Hadoop HDFS has many similarities with the Linux file system. We can do almost all the operation we can do with a local file system like create a directory, copy the file, change permissions, etc.

It also provides different access rights like read, write and execute to users, groups, and others.

1. Read Operation

When the HDFS client wants to read any file from HDFS, the client first interacts with NameNode. NameNode is the only place that stores metadata. NameNode specifies the address of the slaves where data is stored. Then, the client interacts with the specified DataNodes and read the data from there.

HDFS client interacts with the distributed file system API. Then, it sends a request to NameNode to send a block location. NameNode first checks if the client has sufficient privileges to access the data or not? After that, NameNode will share the address at which data is stored in the DataNode.

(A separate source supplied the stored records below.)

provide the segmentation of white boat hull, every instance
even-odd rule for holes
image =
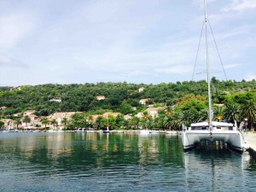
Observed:
[[[223,141],[237,151],[243,151],[244,141],[241,134],[236,131],[225,131],[225,132],[207,131],[183,131],[182,140],[185,151],[194,148],[197,143],[203,140]]]
[[[207,123],[194,124],[194,127],[207,127]],[[231,127],[230,124],[213,122],[213,125],[222,127],[219,129],[213,128],[211,131],[209,129],[206,130],[193,130],[189,127],[182,131],[182,141],[183,149],[188,151],[194,148],[197,143],[203,140],[209,141],[223,141],[227,143],[233,149],[243,152],[245,142],[241,133],[236,127]],[[193,128],[192,126],[192,128]],[[227,130],[230,127],[230,130]]]

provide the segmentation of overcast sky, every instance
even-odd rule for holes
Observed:
[[[228,79],[256,79],[256,0],[208,0],[208,15]],[[203,0],[1,0],[0,86],[189,81],[203,19]],[[205,53],[202,38],[196,73]]]

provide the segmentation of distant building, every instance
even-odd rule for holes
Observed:
[[[61,97],[54,97],[49,102],[61,102]]]
[[[104,100],[105,96],[96,96],[97,100]]]
[[[71,119],[71,116],[74,113],[81,113],[81,112],[57,112],[53,114],[50,114],[47,117],[49,121],[51,121],[52,119],[56,119],[57,121],[57,127],[59,127],[61,130],[63,128],[63,125],[61,125],[61,120],[63,118],[67,118],[67,121]],[[49,125],[49,126],[53,127],[53,125]]]
[[[148,101],[149,99],[141,99],[139,103],[142,105],[146,105],[146,102]]]
[[[34,113],[35,113],[35,110],[27,110],[27,111],[23,113],[23,116],[30,115],[30,114],[32,114]]]
[[[7,107],[5,107],[5,106],[0,107],[0,110],[5,110],[5,109],[7,109]]]
[[[146,109],[146,111],[151,117],[156,118],[158,116],[159,110],[163,110],[163,109],[164,108],[148,108]]]
[[[14,121],[10,119],[2,119],[2,122],[4,123],[3,127],[7,130],[14,128]]]
[[[112,113],[112,112],[106,112],[102,114],[103,118],[108,118],[108,115],[112,115],[113,117],[117,117],[120,113]]]
[[[143,92],[145,90],[145,87],[140,87],[139,88],[139,92]]]
[[[131,114],[125,114],[125,115],[124,115],[124,119],[125,120],[131,119]]]
[[[224,106],[224,104],[218,104],[218,103],[214,103],[213,106],[217,106],[218,108],[222,108]]]

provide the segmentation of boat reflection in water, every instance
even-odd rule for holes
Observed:
[[[256,177],[248,179],[250,160],[248,153],[241,155],[225,143],[201,143],[183,154],[186,189],[200,191],[204,186],[205,191],[253,191]]]

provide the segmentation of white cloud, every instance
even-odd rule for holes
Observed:
[[[12,48],[31,28],[32,23],[23,15],[0,17],[0,47]]]
[[[224,65],[224,68],[228,69],[228,68],[236,68],[237,67],[241,66],[241,64],[230,64],[230,65]]]
[[[231,4],[223,9],[223,11],[244,11],[250,9],[256,9],[255,0],[233,0]]]
[[[188,73],[191,73],[193,69],[193,67],[188,67],[188,66],[173,66],[167,68],[156,68],[154,71],[159,73],[176,73],[176,74],[184,74]]]
[[[7,67],[18,67],[18,66],[25,66],[22,62],[11,58],[9,55],[0,54],[0,67],[7,66]]]

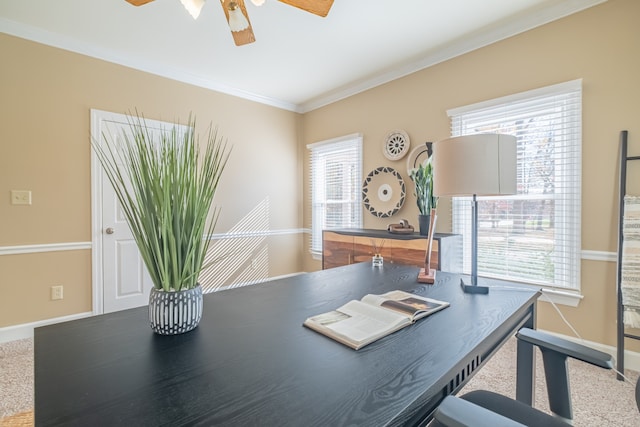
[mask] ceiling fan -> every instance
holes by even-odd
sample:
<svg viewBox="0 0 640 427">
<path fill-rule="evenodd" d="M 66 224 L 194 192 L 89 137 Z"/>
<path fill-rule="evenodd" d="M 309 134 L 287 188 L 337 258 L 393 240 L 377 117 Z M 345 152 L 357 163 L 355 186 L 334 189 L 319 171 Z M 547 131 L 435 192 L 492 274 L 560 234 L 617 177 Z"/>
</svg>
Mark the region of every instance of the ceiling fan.
<svg viewBox="0 0 640 427">
<path fill-rule="evenodd" d="M 134 6 L 142 6 L 151 3 L 154 0 L 125 0 Z M 180 0 L 182 5 L 191 14 L 193 19 L 197 19 L 200 10 L 204 6 L 205 0 Z M 265 0 L 251 0 L 256 6 L 260 6 Z M 325 17 L 329 13 L 329 9 L 333 5 L 333 0 L 278 0 L 282 3 L 295 6 L 304 11 L 313 13 L 318 16 Z M 227 17 L 227 23 L 233 36 L 236 46 L 253 43 L 256 41 L 249 22 L 249 14 L 244 5 L 244 0 L 220 0 L 222 10 Z"/>
</svg>

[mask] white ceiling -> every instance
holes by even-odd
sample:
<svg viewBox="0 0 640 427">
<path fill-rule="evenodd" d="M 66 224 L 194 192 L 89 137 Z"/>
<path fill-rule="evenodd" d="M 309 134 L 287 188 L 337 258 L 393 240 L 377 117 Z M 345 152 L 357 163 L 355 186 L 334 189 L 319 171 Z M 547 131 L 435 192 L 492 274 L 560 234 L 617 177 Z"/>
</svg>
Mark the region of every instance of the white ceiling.
<svg viewBox="0 0 640 427">
<path fill-rule="evenodd" d="M 306 112 L 606 0 L 335 0 L 321 18 L 245 0 L 234 45 L 219 2 L 1 0 L 0 32 Z"/>
</svg>

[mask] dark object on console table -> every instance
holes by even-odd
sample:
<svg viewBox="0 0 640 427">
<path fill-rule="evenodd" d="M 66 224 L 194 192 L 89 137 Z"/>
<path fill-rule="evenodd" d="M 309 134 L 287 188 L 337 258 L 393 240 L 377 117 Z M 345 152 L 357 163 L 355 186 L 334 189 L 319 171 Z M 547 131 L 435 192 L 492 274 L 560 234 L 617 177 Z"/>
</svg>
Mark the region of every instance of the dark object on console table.
<svg viewBox="0 0 640 427">
<path fill-rule="evenodd" d="M 373 242 L 382 245 L 384 262 L 424 267 L 427 236 L 420 233 L 394 234 L 387 230 L 343 228 L 323 230 L 322 268 L 340 267 L 371 261 Z M 431 267 L 450 273 L 462 272 L 462 235 L 435 233 L 431 248 Z"/>
</svg>

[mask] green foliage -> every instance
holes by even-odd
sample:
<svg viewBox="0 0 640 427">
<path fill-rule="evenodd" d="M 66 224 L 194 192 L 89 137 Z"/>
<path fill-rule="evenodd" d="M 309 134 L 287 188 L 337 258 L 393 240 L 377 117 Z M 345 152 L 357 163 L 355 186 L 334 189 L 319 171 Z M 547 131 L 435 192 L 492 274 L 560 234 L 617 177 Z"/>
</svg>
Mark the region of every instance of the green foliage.
<svg viewBox="0 0 640 427">
<path fill-rule="evenodd" d="M 438 198 L 433 195 L 433 164 L 432 157 L 424 165 L 418 165 L 410 172 L 415 185 L 413 195 L 416 196 L 420 215 L 430 215 L 431 209 L 438 207 Z"/>
<path fill-rule="evenodd" d="M 136 114 L 117 148 L 107 134 L 104 145 L 92 142 L 159 290 L 197 286 L 219 214 L 212 202 L 229 152 L 211 126 L 201 152 L 195 125 L 190 116 L 184 134 L 175 126 L 154 133 Z"/>
</svg>

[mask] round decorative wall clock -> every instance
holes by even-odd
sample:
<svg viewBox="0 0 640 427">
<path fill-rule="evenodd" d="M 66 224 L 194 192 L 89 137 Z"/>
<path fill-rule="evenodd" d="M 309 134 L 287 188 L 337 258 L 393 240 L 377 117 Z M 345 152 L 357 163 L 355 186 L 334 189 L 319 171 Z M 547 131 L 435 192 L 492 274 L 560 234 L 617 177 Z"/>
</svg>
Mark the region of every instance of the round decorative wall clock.
<svg viewBox="0 0 640 427">
<path fill-rule="evenodd" d="M 398 212 L 404 205 L 406 195 L 402 176 L 387 166 L 369 172 L 362 184 L 364 207 L 378 218 L 388 218 Z"/>
<path fill-rule="evenodd" d="M 389 160 L 400 160 L 410 146 L 409 135 L 403 130 L 394 130 L 384 140 L 384 156 Z"/>
</svg>

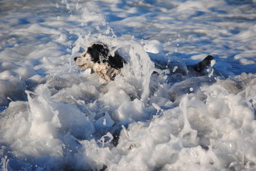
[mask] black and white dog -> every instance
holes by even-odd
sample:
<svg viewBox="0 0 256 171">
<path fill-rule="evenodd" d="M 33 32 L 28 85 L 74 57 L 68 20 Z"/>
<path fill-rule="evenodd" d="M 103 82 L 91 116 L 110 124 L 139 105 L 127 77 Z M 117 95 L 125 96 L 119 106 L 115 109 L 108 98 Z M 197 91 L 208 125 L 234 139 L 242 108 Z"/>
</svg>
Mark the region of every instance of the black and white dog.
<svg viewBox="0 0 256 171">
<path fill-rule="evenodd" d="M 102 43 L 94 43 L 89 46 L 87 51 L 74 58 L 76 64 L 81 69 L 90 68 L 103 78 L 106 81 L 113 80 L 117 75 L 122 75 L 121 69 L 127 63 L 125 60 L 119 56 L 117 51 L 115 56 L 110 54 L 109 48 Z M 188 68 L 193 68 L 196 73 L 204 75 L 207 68 L 211 66 L 214 58 L 207 56 L 203 61 Z"/>
<path fill-rule="evenodd" d="M 100 75 L 106 81 L 113 80 L 117 75 L 121 75 L 121 68 L 126 64 L 125 60 L 116 51 L 115 56 L 109 54 L 107 45 L 94 43 L 87 51 L 74 58 L 76 65 L 81 69 L 90 68 Z"/>
</svg>

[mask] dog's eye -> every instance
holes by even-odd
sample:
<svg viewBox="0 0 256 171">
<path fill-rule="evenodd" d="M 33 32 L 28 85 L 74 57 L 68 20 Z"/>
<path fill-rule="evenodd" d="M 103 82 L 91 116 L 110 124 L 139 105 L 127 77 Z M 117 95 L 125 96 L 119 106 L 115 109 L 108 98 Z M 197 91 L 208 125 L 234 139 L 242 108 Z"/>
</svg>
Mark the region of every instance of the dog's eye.
<svg viewBox="0 0 256 171">
<path fill-rule="evenodd" d="M 79 53 L 83 53 L 83 52 L 84 52 L 84 48 L 83 48 L 83 47 L 80 47 L 79 48 L 79 51 L 78 51 Z"/>
</svg>

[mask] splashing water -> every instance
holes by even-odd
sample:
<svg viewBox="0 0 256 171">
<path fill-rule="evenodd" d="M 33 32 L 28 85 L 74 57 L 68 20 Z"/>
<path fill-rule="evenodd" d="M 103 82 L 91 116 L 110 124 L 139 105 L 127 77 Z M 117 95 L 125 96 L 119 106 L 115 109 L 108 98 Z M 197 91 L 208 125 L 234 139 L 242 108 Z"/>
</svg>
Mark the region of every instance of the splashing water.
<svg viewBox="0 0 256 171">
<path fill-rule="evenodd" d="M 1 1 L 2 170 L 255 170 L 255 7 Z M 98 41 L 128 62 L 108 83 L 73 61 Z"/>
</svg>

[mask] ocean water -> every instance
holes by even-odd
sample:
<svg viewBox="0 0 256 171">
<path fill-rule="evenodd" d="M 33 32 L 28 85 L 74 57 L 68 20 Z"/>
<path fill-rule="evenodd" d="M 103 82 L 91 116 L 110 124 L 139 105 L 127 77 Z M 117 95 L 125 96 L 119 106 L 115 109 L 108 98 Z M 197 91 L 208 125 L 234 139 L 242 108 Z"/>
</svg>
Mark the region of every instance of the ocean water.
<svg viewBox="0 0 256 171">
<path fill-rule="evenodd" d="M 0 1 L 1 170 L 256 170 L 255 11 L 255 0 Z M 76 67 L 97 41 L 128 61 L 124 77 Z M 208 55 L 205 75 L 188 67 Z"/>
</svg>

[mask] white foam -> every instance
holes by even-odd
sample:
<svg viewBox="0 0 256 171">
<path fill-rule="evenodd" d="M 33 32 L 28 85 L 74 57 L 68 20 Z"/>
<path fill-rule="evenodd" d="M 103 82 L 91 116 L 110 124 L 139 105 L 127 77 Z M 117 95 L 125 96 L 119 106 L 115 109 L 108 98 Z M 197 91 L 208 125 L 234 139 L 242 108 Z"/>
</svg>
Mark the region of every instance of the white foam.
<svg viewBox="0 0 256 171">
<path fill-rule="evenodd" d="M 2 1 L 3 170 L 255 169 L 254 2 Z M 108 83 L 74 63 L 98 41 Z"/>
</svg>

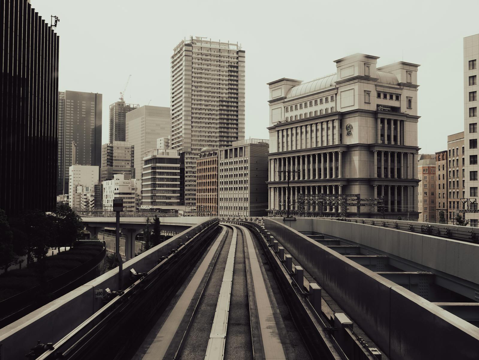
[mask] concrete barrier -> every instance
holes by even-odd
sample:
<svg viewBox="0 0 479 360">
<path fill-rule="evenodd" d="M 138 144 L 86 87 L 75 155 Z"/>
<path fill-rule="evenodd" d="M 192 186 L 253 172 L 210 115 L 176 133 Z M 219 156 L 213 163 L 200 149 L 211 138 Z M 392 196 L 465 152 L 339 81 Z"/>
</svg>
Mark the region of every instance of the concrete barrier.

NameNode provides a token to the client, which it shows to the DataNode for reading the file for security purposes. When a client goes to DataNode for reading the file, after checking the token, DataNode allows the client to read that particular block.

After that client opens the input stream and starts reading data from the specified DataNodes. Thus, in this manner, the client reads data directly from DataNode.

2. Writing Operation

For writing a file, the client first interacts with NameNode. HDFS NameNode provides the address of the DataNode on which data has to be written by the client.

When the client finishes writing the block, the DataNode starts replicating the block into another DataNode. Then it copies the block to the third DataNode. Once it creates required replication, it sends a final acknowledgment to the client. The authentication is the same as the read operation.

The client just sends 1 copy of data irrespective of our replication factor, while DataNodes replicate the blocks. Writing of file is not costly because it writes multiple blocks parallelly multiple blocks on several DataNodes.

Summary

In the HDFS tutorial conclusion, we can say that Hadoop HDFS stores data in a distributed manner across the cluster of commodity hardware.

Hadoop HDFS is a highly reliable, fault-tolerant, and highly available storage system known to date. It follows the master-slave architecture where NameNode is the master node, and the DataNodes are the slave nodes.

Also, the HDFS splits the client’s input file into blocks of size 128 MB, which we can configure as per our requirement. It also stores replicas of blocks to provide fault tolerance.

NameNode follows rack awareness policy for placing replicas on DataNode to ensure that no data is lost during machine failure or hardware failure. In addition, the DataNodes sends a heartbeat message to NameNode to ensure that they are alive.

During file read or write, the client first interacts with the NameNode.

The Hadoop HDFS is scalable, reliable, distributed, fault-tolerant, and highly available storage system for storing big data.